Reputation: 4502
i am designing a dashboard page that summarizes data from multiple models, all on one page. and i also want to include forms on that page for creating new items.
after some experimenting, i realized i needed some advice as to the best practice for this situation... here are the 2 methods i was attempting
1) using nested field_fors...
form_for @job do |j|
j.fields_for :invoice do |i|
i.fields_for :charges do |c|
c.text_field :amount
or 2)
form_for @job.invoice.charges.build do |c|
c.text_field :amount
with the nested approach, the problem is now i have a new object which throws a wrench in my show view when it iterates through existing objects. suddenly trying to render all the created_at times fails since the new object hasn't been saved yet.
the problem with approach 2) is either i post each form to its own controller to handle it, but if it doesnt validate, i need to render the show view... which means i have to provide each controller i have a form for with all the instance variables and methods etc to render the page.
and i havent quite figured out how the error handling works. sometimes my form is marked with fieldWitherrors class, and sometimes it doesnt. i have been trying out both approaches but am having trouble figuring it out.
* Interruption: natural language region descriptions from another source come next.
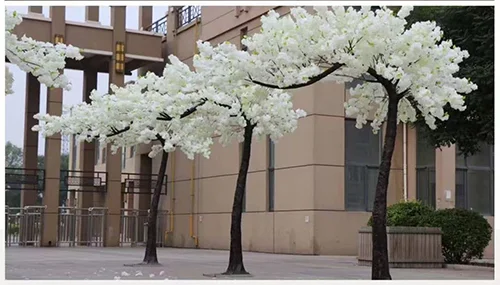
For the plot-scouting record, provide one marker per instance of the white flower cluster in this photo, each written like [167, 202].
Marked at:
[270, 110]
[185, 108]
[44, 60]
[291, 50]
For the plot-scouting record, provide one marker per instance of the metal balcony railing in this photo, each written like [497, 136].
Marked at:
[159, 27]
[188, 14]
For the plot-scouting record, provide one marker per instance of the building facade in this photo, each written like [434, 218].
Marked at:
[310, 192]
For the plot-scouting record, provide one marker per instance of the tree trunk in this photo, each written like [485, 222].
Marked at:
[236, 252]
[150, 256]
[380, 258]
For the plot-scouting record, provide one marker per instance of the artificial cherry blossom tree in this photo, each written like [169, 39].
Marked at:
[43, 60]
[173, 109]
[255, 111]
[405, 71]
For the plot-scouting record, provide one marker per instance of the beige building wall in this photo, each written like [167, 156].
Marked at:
[309, 214]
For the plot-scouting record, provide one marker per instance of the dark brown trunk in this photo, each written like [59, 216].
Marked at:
[150, 256]
[236, 252]
[380, 258]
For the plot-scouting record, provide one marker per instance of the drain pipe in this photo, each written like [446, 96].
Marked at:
[172, 201]
[191, 216]
[405, 163]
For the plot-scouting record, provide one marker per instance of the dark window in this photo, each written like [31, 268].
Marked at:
[97, 152]
[362, 159]
[243, 33]
[132, 151]
[75, 152]
[271, 181]
[104, 155]
[124, 157]
[426, 171]
[474, 181]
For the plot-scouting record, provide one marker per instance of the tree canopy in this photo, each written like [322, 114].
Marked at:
[471, 28]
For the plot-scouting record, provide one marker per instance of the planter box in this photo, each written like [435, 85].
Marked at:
[409, 247]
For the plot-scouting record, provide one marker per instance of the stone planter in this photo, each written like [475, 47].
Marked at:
[409, 247]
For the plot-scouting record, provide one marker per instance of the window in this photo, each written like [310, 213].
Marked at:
[104, 155]
[362, 159]
[243, 34]
[124, 157]
[474, 183]
[132, 151]
[271, 181]
[97, 152]
[426, 171]
[74, 152]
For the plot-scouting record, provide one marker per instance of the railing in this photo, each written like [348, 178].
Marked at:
[134, 227]
[187, 14]
[24, 225]
[83, 181]
[81, 226]
[141, 183]
[159, 27]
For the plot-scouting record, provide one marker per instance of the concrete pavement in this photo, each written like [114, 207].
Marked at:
[108, 263]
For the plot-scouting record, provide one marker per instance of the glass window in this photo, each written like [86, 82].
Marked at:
[474, 187]
[362, 159]
[97, 152]
[271, 180]
[426, 171]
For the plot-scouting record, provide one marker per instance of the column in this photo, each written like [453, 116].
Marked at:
[145, 19]
[53, 144]
[87, 158]
[445, 177]
[113, 162]
[30, 145]
[142, 202]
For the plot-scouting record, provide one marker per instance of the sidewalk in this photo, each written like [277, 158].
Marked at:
[107, 264]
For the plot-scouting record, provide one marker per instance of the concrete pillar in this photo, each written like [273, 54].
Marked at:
[53, 144]
[87, 158]
[113, 162]
[92, 13]
[445, 177]
[30, 145]
[142, 201]
[412, 163]
[35, 9]
[145, 19]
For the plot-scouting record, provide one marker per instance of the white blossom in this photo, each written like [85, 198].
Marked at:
[292, 49]
[43, 60]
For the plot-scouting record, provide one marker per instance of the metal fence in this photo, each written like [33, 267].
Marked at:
[134, 227]
[24, 225]
[81, 226]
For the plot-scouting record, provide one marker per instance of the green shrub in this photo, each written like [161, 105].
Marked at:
[406, 214]
[465, 233]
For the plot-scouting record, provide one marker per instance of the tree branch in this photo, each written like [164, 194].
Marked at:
[312, 80]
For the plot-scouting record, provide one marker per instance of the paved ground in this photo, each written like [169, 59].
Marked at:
[108, 263]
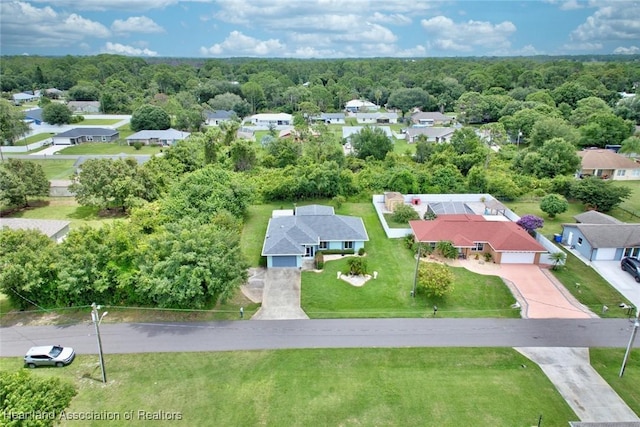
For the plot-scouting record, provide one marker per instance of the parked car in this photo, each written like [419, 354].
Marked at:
[632, 266]
[49, 355]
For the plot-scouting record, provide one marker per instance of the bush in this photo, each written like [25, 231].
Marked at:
[404, 213]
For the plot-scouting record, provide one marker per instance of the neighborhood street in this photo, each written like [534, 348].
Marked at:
[333, 333]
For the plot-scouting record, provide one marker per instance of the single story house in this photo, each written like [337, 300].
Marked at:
[433, 134]
[329, 118]
[600, 237]
[348, 131]
[267, 119]
[430, 118]
[86, 134]
[293, 238]
[56, 230]
[377, 118]
[84, 106]
[33, 115]
[214, 118]
[506, 241]
[164, 137]
[608, 164]
[356, 105]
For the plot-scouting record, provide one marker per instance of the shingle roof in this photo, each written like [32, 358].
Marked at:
[76, 132]
[605, 159]
[287, 235]
[462, 230]
[610, 235]
[595, 217]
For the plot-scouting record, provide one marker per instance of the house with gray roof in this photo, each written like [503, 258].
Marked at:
[85, 134]
[291, 239]
[600, 237]
[54, 229]
[165, 137]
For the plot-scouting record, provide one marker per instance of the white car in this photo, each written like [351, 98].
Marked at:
[49, 355]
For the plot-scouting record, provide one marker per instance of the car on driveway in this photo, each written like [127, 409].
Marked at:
[631, 266]
[49, 355]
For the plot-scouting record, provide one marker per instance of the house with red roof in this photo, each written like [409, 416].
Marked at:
[506, 241]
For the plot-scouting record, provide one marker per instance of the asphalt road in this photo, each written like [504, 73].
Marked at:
[279, 334]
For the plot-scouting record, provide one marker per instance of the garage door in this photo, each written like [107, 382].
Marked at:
[606, 254]
[517, 257]
[284, 261]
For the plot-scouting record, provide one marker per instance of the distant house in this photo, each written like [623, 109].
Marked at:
[266, 119]
[433, 134]
[430, 118]
[84, 106]
[34, 115]
[54, 229]
[165, 137]
[505, 241]
[329, 118]
[292, 238]
[86, 134]
[377, 118]
[360, 105]
[214, 118]
[607, 164]
[600, 237]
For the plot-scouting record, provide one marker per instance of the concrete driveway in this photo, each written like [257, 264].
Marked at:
[619, 279]
[544, 297]
[281, 295]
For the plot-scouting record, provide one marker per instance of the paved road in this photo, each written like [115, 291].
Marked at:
[275, 334]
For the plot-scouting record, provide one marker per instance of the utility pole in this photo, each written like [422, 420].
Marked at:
[96, 318]
[634, 331]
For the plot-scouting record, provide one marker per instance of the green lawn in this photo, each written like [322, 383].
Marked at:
[325, 296]
[108, 148]
[345, 387]
[607, 361]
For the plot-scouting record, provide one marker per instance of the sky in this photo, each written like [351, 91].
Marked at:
[319, 28]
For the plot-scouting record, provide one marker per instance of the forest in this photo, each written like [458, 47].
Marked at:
[523, 121]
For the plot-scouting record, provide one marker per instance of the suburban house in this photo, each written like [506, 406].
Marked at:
[608, 164]
[80, 135]
[356, 105]
[294, 236]
[84, 106]
[267, 119]
[33, 115]
[505, 241]
[54, 229]
[214, 118]
[348, 131]
[430, 118]
[433, 134]
[600, 237]
[329, 118]
[377, 118]
[165, 137]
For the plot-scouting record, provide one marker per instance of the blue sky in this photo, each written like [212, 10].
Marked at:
[319, 28]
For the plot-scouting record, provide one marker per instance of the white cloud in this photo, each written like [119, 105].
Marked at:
[631, 50]
[25, 25]
[136, 24]
[465, 36]
[121, 49]
[612, 21]
[238, 44]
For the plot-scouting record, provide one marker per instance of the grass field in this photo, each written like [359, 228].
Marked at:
[319, 387]
[108, 148]
[325, 296]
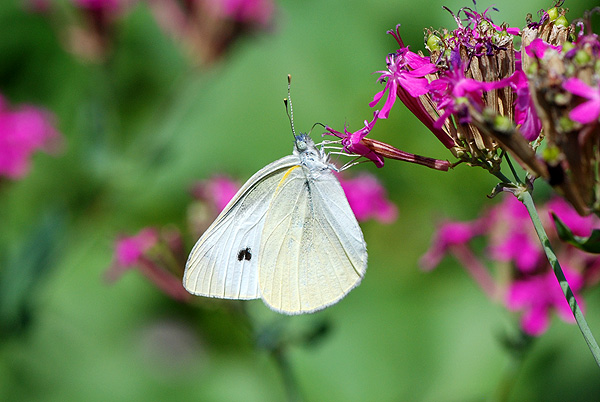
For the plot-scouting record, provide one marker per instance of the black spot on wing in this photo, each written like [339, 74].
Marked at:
[245, 254]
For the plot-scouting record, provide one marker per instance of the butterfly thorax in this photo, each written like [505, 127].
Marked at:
[313, 159]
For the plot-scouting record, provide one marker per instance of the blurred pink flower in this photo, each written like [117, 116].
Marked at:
[589, 110]
[368, 199]
[538, 295]
[248, 11]
[529, 286]
[449, 234]
[23, 131]
[155, 255]
[129, 250]
[99, 5]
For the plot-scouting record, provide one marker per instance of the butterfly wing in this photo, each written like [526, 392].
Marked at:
[312, 251]
[224, 261]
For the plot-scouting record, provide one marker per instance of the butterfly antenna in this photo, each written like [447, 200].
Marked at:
[288, 102]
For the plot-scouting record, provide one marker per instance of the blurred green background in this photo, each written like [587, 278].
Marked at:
[144, 125]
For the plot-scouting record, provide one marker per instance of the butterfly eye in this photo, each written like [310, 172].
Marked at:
[301, 145]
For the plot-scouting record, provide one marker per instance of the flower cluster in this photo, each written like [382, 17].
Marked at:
[486, 89]
[523, 279]
[159, 254]
[23, 131]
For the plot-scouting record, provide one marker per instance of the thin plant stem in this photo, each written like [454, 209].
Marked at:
[527, 200]
[289, 380]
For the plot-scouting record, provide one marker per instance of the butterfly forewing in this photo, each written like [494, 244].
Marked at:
[214, 268]
[312, 251]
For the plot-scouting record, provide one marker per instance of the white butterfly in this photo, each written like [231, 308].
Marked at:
[288, 236]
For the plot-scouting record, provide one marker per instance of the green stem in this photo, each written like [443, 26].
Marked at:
[527, 200]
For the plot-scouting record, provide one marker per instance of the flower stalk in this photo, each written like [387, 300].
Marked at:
[525, 197]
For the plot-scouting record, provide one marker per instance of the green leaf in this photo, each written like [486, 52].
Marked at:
[590, 244]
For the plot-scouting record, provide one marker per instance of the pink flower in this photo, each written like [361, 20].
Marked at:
[129, 250]
[353, 141]
[22, 132]
[538, 47]
[589, 110]
[356, 143]
[579, 225]
[449, 234]
[368, 199]
[406, 73]
[248, 11]
[153, 254]
[515, 240]
[452, 90]
[537, 296]
[99, 5]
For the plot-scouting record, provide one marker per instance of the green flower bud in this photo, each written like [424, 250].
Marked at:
[551, 154]
[582, 57]
[434, 43]
[561, 21]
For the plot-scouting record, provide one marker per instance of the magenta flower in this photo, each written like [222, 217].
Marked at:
[527, 284]
[538, 47]
[99, 5]
[356, 143]
[248, 11]
[129, 250]
[151, 253]
[538, 296]
[353, 141]
[589, 110]
[452, 91]
[368, 199]
[22, 132]
[406, 73]
[579, 225]
[448, 236]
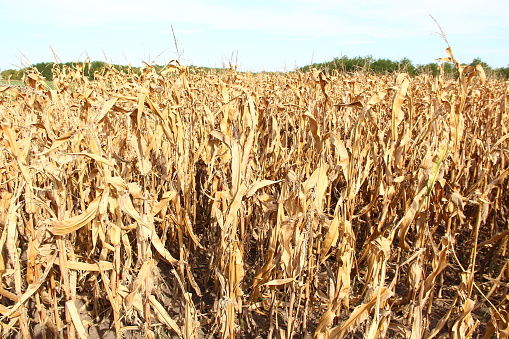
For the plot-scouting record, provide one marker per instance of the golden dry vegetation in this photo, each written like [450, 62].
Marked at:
[244, 205]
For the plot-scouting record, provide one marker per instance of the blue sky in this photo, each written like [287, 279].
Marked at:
[256, 35]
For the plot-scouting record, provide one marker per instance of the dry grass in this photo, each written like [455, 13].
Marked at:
[236, 205]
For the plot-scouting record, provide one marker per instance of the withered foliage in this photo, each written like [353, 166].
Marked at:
[240, 205]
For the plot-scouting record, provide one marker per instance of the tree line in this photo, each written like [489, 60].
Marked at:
[384, 66]
[343, 64]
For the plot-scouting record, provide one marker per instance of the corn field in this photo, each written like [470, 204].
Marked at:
[170, 204]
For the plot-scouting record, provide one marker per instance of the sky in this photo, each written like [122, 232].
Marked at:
[263, 35]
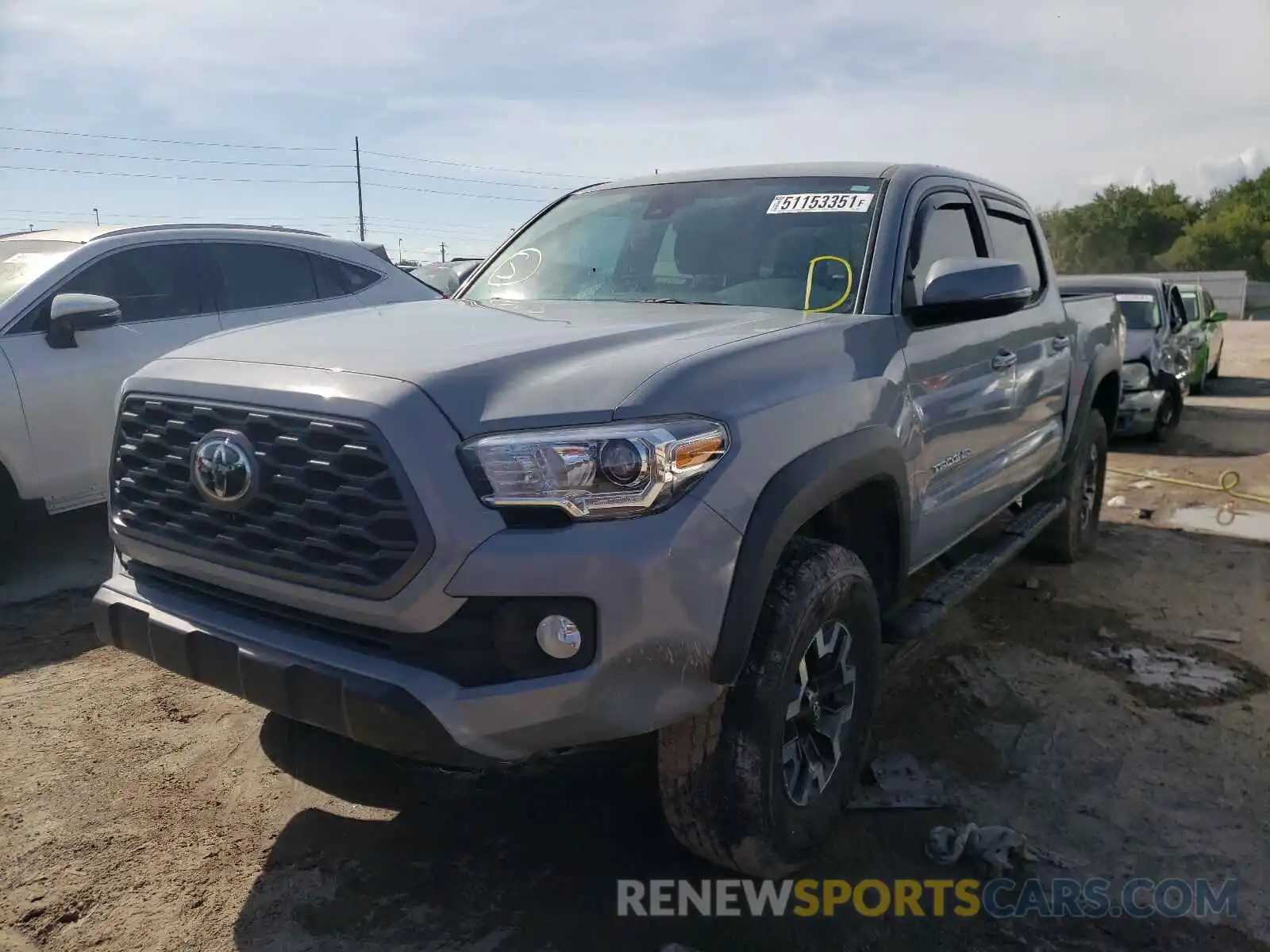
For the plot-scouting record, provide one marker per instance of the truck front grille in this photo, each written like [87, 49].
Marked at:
[332, 511]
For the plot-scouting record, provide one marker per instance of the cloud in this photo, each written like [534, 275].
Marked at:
[1051, 98]
[1227, 171]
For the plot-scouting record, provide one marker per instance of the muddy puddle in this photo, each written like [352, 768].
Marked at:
[1172, 670]
[1237, 524]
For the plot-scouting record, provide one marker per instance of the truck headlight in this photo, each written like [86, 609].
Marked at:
[1136, 376]
[607, 471]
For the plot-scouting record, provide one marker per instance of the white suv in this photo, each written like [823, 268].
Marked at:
[80, 310]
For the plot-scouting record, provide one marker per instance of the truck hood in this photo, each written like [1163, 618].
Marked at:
[531, 363]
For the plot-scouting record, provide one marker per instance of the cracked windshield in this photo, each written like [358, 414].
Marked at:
[676, 476]
[791, 243]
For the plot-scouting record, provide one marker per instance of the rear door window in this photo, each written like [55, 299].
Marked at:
[336, 278]
[262, 276]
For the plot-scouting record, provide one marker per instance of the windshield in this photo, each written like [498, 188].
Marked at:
[22, 260]
[1191, 302]
[1141, 311]
[791, 243]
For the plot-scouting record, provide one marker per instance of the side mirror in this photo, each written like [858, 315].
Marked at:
[972, 289]
[69, 314]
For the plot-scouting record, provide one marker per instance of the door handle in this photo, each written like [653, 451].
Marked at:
[1003, 359]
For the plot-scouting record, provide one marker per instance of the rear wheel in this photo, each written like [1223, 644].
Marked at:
[1168, 414]
[757, 781]
[1076, 531]
[1197, 386]
[10, 518]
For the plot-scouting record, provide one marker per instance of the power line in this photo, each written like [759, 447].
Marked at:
[438, 192]
[181, 178]
[272, 182]
[292, 149]
[171, 159]
[171, 141]
[452, 178]
[272, 165]
[483, 168]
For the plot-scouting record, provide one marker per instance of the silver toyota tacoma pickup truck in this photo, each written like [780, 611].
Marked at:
[662, 465]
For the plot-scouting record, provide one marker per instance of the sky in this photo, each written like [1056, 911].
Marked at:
[470, 120]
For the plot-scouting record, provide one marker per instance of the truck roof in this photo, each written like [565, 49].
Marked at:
[1109, 282]
[899, 171]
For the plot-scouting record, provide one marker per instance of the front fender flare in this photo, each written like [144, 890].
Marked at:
[791, 497]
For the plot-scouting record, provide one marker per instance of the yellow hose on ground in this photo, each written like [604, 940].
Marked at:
[1227, 482]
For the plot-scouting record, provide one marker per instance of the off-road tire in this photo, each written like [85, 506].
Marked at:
[1168, 416]
[721, 772]
[1076, 532]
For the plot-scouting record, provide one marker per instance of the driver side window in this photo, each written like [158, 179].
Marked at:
[946, 226]
[150, 282]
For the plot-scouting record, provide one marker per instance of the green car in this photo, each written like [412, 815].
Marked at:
[1204, 328]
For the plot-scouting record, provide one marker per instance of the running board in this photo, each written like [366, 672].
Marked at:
[929, 608]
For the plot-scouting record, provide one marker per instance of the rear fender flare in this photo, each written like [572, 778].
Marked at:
[1106, 361]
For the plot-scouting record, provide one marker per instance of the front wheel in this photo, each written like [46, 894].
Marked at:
[757, 781]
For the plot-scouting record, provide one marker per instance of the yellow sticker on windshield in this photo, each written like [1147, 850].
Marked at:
[810, 272]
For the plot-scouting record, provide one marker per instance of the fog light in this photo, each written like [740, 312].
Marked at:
[558, 636]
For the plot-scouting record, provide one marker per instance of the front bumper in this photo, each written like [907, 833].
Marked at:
[1138, 410]
[658, 584]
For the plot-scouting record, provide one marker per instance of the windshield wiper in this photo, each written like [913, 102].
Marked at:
[673, 301]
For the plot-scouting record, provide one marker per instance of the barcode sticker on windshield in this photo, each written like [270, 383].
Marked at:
[822, 202]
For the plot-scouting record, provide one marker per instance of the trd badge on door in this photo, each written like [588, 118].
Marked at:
[959, 456]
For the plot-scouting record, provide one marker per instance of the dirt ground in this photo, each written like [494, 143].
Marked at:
[140, 812]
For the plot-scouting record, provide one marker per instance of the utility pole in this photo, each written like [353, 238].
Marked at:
[361, 216]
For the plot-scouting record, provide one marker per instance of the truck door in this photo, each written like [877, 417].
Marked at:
[1041, 336]
[962, 384]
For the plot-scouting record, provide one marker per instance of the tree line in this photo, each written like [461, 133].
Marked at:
[1157, 228]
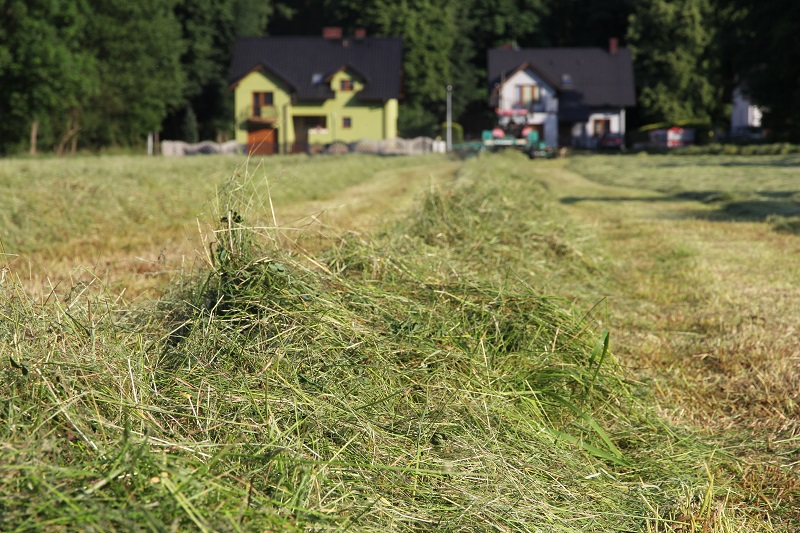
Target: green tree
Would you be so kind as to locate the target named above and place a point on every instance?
(677, 60)
(581, 23)
(138, 47)
(431, 37)
(47, 76)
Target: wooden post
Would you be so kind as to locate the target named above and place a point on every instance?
(34, 135)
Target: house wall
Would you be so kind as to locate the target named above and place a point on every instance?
(368, 120)
(545, 112)
(583, 132)
(744, 115)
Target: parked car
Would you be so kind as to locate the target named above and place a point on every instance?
(611, 141)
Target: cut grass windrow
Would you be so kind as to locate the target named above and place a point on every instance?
(422, 379)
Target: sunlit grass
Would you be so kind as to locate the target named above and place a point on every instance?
(498, 360)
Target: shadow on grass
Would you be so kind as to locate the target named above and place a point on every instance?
(762, 206)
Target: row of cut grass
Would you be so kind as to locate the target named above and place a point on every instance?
(420, 379)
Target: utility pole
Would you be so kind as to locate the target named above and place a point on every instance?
(449, 118)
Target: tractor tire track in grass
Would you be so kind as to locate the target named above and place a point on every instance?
(705, 312)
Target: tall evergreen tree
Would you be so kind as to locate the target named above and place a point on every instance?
(138, 47)
(47, 75)
(677, 60)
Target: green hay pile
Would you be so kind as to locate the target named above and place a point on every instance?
(415, 381)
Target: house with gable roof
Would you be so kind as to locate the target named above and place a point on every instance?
(293, 93)
(570, 96)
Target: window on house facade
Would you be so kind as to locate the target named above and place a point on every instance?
(261, 100)
(527, 94)
(602, 125)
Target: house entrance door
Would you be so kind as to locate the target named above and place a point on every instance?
(262, 140)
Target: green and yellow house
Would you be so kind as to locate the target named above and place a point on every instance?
(293, 94)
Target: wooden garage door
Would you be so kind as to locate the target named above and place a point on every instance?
(261, 141)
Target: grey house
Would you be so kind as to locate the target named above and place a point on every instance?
(571, 96)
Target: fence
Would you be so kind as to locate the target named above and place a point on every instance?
(397, 146)
(180, 148)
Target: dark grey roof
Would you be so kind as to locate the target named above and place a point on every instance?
(299, 61)
(598, 78)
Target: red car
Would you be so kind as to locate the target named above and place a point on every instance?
(611, 141)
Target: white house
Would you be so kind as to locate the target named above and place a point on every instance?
(572, 96)
(745, 117)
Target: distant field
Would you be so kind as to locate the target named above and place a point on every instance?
(134, 222)
(602, 343)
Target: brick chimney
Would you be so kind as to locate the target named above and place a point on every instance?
(332, 32)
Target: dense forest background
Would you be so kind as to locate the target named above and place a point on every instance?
(93, 74)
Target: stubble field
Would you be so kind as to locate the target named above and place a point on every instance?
(602, 343)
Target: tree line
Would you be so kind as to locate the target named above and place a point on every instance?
(92, 74)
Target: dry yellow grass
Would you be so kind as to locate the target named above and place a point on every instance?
(704, 311)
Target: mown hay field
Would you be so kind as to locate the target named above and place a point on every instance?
(355, 343)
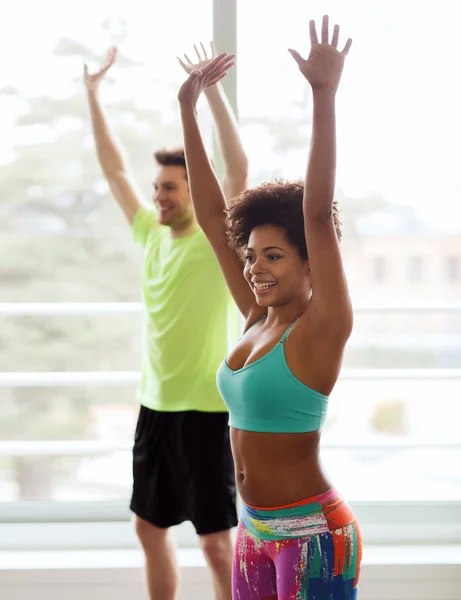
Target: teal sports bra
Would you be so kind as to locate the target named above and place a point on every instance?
(265, 395)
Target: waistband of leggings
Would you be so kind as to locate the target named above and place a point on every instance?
(306, 506)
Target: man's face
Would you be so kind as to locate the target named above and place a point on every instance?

can anyone offer advice on the direction i should go here?
Upvotes: 2
Views: 750
Reputation: 3267
If new charge is all you need, then the latter approach is the way. Note that these do basically the same:
form_for @job.invoice.charges.build do |c|
and
@charge = Charge.new(:invoice_id => @job.invoice.id)
form_for @charge do |c|
Using this second case you don't connect the new charge with the job until it's saved and if you move the first line with @charge=... to a controller, you can re-render the form when validations fail.